Quick answer: Yes, you need performance monitoring from real devices, because your fast dev machine hides the frame drops, stutters, and long loads players actually experience.

Performance problems are invisible on your fast machine, which is exactly why you need to monitor them. Here is whether you need performance monitoring.

Why You Need It: Your Machine Hides Problems

The core reason you need performance monitoring is that your dev machine is far more powerful than your players' devices, so it hides the performance problems, low frame rates, stutters, long loads, that real, especially low-end, devices suffer. Without monitoring from real devices, you do not see the performance players actually experience.

Bugnet captures performance data with device context from the field, so you see how the game actually performs on your players' devices, revealing the problems your fast machine hides.

What It Reveals: Real-Device Performance

Performance monitoring reveals the real frame rate, load times, and stutters players experience across their devices, especially the low-end ones where problems concentrate. This tells you whether you have a performance problem and where, so you can optimize the right things on the right devices.

Bugnet captures performance with device context, so you can see which devices struggle and in what way, directing your optimization to the real problems on real hardware rather than guessing.

When You Need It: If Performance Affects Your Game

You need performance monitoring if performance affects your game's experience or reach, which it does for most games, especially mobile and games targeting low-end devices.

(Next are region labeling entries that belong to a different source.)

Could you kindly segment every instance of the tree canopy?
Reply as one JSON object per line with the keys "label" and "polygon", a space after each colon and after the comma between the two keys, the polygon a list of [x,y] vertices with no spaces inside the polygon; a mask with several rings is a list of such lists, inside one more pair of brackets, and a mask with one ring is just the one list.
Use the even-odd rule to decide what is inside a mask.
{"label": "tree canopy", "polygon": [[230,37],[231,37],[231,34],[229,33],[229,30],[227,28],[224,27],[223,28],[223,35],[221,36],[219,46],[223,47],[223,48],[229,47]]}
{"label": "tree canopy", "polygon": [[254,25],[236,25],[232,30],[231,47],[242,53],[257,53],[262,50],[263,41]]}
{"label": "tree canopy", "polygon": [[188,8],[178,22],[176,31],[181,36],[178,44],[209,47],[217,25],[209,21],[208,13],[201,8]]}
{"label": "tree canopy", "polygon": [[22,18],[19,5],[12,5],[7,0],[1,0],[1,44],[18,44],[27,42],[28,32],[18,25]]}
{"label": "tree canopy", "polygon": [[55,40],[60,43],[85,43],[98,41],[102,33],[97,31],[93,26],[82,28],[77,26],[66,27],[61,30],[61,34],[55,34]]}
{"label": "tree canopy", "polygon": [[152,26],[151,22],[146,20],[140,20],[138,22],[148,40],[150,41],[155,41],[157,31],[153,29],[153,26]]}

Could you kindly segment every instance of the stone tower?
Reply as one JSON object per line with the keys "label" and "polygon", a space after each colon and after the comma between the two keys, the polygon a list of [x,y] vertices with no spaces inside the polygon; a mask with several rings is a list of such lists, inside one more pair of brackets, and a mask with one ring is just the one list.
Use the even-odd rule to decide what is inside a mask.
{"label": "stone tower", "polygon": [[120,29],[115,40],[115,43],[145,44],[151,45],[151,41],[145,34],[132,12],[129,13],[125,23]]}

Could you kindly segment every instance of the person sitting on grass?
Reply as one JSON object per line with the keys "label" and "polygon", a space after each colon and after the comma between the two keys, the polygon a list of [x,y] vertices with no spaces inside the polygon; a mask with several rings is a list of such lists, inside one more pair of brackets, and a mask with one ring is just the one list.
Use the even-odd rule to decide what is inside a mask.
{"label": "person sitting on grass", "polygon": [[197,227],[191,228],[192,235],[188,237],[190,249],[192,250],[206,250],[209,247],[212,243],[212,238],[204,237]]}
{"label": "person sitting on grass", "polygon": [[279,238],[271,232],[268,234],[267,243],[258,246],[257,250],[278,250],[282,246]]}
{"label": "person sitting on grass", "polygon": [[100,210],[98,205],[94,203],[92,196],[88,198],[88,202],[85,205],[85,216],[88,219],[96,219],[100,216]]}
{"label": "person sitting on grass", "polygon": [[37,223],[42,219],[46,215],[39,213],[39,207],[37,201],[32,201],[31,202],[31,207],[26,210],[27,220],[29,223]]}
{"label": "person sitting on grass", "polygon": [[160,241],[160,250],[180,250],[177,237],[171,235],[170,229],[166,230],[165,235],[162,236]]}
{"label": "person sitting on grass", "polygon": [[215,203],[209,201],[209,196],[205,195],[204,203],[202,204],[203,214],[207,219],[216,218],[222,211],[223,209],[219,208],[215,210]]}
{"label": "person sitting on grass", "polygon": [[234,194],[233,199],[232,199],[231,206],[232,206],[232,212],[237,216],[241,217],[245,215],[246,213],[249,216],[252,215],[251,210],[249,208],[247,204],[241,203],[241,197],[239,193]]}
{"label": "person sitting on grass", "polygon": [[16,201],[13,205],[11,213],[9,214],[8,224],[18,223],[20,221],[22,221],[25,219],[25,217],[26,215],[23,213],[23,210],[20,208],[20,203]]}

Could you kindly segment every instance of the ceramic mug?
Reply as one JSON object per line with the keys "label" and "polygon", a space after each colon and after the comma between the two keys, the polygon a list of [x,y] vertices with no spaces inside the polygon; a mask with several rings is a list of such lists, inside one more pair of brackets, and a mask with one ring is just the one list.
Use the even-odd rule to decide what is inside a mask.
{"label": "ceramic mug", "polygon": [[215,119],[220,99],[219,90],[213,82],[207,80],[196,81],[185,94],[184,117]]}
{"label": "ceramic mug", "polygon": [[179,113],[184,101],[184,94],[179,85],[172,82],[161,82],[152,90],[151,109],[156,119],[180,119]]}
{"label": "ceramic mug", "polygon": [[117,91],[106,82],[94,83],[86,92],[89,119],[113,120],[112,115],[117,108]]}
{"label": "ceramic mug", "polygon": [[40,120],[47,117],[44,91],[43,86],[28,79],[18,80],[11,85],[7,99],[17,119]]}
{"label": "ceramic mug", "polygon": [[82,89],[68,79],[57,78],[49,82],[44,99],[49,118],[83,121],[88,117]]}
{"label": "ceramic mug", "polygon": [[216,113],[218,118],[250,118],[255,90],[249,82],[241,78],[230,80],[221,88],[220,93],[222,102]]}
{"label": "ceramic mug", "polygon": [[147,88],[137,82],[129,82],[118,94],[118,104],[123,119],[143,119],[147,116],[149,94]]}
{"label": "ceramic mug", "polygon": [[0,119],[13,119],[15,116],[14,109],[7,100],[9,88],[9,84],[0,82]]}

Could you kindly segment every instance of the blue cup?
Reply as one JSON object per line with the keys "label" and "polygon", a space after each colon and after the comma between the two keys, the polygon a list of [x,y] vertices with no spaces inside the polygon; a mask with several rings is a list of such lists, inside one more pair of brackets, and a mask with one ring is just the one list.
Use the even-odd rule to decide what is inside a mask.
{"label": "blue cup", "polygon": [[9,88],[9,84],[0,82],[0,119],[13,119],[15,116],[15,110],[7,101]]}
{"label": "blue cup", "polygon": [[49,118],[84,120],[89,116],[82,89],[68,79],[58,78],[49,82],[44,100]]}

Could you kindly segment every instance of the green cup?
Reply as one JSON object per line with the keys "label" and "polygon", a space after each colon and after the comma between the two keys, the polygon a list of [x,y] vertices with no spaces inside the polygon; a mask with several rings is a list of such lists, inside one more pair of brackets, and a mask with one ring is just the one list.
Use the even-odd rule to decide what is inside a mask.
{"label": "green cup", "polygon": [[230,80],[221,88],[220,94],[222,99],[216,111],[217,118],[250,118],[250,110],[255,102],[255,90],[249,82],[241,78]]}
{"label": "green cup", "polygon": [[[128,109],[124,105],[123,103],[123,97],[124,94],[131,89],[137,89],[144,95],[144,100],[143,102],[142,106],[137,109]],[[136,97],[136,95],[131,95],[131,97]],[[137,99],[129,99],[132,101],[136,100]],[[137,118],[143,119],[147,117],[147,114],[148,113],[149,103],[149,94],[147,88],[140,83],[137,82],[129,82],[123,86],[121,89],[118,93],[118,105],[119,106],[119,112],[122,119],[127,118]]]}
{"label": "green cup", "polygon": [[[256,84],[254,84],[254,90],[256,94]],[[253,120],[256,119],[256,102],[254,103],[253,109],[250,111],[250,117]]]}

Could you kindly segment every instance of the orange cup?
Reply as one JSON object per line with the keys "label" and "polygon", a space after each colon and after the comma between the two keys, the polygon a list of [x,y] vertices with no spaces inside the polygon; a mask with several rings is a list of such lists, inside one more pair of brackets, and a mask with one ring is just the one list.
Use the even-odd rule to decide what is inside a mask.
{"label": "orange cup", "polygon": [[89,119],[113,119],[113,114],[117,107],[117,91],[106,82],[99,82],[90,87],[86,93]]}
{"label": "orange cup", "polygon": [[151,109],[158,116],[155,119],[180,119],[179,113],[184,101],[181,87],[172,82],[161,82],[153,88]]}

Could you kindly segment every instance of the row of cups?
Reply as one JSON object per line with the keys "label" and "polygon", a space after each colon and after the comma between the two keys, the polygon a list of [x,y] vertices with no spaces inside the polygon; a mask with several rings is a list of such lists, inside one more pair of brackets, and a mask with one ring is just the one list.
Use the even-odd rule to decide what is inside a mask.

If players on weaker hardware are a meaningful part of your audience, monitoring their performance is essential to serving them well.

Bugnet captures performance from real devices including low-end ones, so you can serve the full range of your players' hardware, monitoring the performance that affects your game's experience and reach.

Yes, you need performance monitoring from real devices, because your fast dev machine hides the frame drops, stutters, and long loads players actually experience, especially on low-end hardware.